Figure 3: Phage concentrations determined by experiments at QAMH. Starting bacterial concentration is 6x107 CFU/mL.
Specific and modular
Specificity of dCastect is not only reached through use of the natural specificity of bacteriophages for bacteria but also by use of the specificity of the dCas9 protein. Addition of non-target DNA does not result in an increase in bioluminescence intensity, making the detection of the DNA itself specific as well, reducing the chance of false positives (Figure 2). The third objective of the detection system is modularity, so any bacteria can be detected and any bacterial infection can be diagnosed without having to make too many alterations to the detection system itself. This modularity is reached through the internal properties of dCas9, that can bind to any dsDNA when the right complementary guide RNA is added. The right guide RNA can easily be found by using our own guide RNA tool. Moreover, our whole system is not limited in signal in interspace distances from 15 until 110 base pairs, making the whole system even more modular due to minimal internal restrictions.
Conclusions
To conclude, in the past months we have developed a novel detection system that is fast, specific and modular and is able to determine the source bacteria, enabling faster diagnosis of bacterial infections. This can be used for more specific treatment of these infections and with that, reduce antimicrobial resistance.
References
- Fekete, A., Rontó, G., Feigin, L. A., Tikhonychev, V. V., & Modos, K. (1982). Temperature dependent structural changes of intraphage T7 DNA. Biophysics of structure and mechanism, 9(1), 1-9.

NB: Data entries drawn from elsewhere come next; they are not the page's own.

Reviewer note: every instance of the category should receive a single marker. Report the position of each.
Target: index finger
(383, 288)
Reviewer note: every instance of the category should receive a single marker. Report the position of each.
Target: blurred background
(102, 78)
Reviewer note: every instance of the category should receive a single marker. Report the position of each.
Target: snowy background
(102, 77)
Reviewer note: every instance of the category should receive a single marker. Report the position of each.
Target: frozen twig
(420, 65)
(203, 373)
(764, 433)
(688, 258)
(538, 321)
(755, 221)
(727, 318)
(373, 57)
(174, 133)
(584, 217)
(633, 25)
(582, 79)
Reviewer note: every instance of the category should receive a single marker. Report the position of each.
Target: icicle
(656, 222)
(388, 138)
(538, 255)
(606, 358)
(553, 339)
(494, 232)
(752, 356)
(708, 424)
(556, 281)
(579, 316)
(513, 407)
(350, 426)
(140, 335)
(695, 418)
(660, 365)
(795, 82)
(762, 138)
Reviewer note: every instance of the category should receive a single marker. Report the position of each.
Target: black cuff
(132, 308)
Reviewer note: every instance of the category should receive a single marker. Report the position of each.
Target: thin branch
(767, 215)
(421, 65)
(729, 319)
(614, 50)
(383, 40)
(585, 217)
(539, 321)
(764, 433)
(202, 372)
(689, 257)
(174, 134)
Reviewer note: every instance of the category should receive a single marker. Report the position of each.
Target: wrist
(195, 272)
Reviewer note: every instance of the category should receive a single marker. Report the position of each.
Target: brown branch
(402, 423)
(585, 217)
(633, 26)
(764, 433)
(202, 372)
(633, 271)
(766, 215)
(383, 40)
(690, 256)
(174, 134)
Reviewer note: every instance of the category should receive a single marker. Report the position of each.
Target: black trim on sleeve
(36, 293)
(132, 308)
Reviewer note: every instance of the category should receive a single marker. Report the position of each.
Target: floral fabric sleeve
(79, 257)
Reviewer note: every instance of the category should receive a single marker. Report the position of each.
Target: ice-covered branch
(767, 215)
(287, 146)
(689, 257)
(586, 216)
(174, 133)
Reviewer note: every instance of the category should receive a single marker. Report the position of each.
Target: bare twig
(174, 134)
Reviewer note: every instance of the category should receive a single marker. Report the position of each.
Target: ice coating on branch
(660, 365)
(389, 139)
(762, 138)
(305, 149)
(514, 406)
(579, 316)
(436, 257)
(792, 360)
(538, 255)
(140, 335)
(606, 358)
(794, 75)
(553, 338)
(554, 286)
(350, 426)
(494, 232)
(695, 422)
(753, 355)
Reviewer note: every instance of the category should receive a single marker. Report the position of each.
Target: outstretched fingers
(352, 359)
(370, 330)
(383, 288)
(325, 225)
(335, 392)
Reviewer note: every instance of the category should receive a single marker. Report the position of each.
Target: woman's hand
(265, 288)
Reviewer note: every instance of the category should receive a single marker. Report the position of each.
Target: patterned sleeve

- Vörös, Z., Csík, G., Herényi, L., & Kellermayer, M. (2018). Temperature-dependent nanomechanics and topography of bacteriophage T7. Journal of virology, 92(20), e01236-18.
- Santos, S. B., Carvalho, C., Azeredo, J., & Ferreira, E. C. (2014). Population dynamics of a Salmonella lytic phage and its host: implications of the host bacterial growth rate in modelling. PloS one, 9(7), e102507.